Analyst Hype in IPOs: Explaining the Popularity of Bookbuilding

François Degeorge
Swiss Finance Institute, University of Lugano

François Derrien
University of Toronto

Kent L. Womack
Tuck School of Business

Address correspondence to Tuck School of Business, Dartmouth College, 100 Tuck Hall, Hanover, NH 03755, or e-mail: Kent.L.Womack{at}dartmouth.edu

JEL: G24, G32


   Abstract

The bookbuilding IPO procedure has captured significant market share from auction alternatives recently, despite the significantly lower costs related to the auction mechanism. In France, where both mechanisms were used in the 1990s, the ostensible advantages of bookbuilding were advertising-related benefits. Book-built issues were more likely to be followed and positively recommended by lead underwriters. Even nonunderwriters' analysts promote book-built issues more in order to curry favor with the IPO underwriter for allocations of future deals. Yet we do not observe valuation or post-IPO return differentials that suggest these types of promotion have any value to the issuing firm.

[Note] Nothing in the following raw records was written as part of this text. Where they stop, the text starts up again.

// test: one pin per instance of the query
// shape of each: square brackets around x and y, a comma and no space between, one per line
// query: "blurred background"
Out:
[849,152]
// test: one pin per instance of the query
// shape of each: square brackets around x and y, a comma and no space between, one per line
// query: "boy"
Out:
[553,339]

This paper was previously titled "Quid Pro Quo in IPOs: Why Book-building is Dominating Auctions." We thank Larry Ausubel, Dan Bradley, Clay Corbus, Edith Ginglinger, David Goldreich, Jacques Hamon, Bruno Husson, Bertrand Jacquillat, Aditya Kaul, Julien Le Maux, Alexander Ljungqvist, Eric Nowak, Jay Ritter, Jörg Rocholl, Ioanid Rosu, Ann Sherman, Andrei Shleifer, Jeremy Stein, Luigi Zingales, seminar participants at Université Paris Dauphine, the University of Alberta, the University of Calgary, and the University of Lausanne, and conference participants at the third EVI Conference at the Tuck School, the third EuroConference on Auctions and Market Design, the NCCR Finrisk Research Day, the third RICAFE Conference, the French Finance Association, and the American Finance Association for helpful comments. Part of this research has been carried out within the project on Corporate Finance of the National Centre of Competence in Research "Financial Valuation and Risk Management" (NCCR FINRISK). The NCCR FINRISK is a research program supported by the Swiss National Science Foundation. Degeorge and Derrien also acknowledge support from the RICAFE program (HPSE-CT-2002-00140). Jens Martin and Sébastien Michenaud provided able research assistance.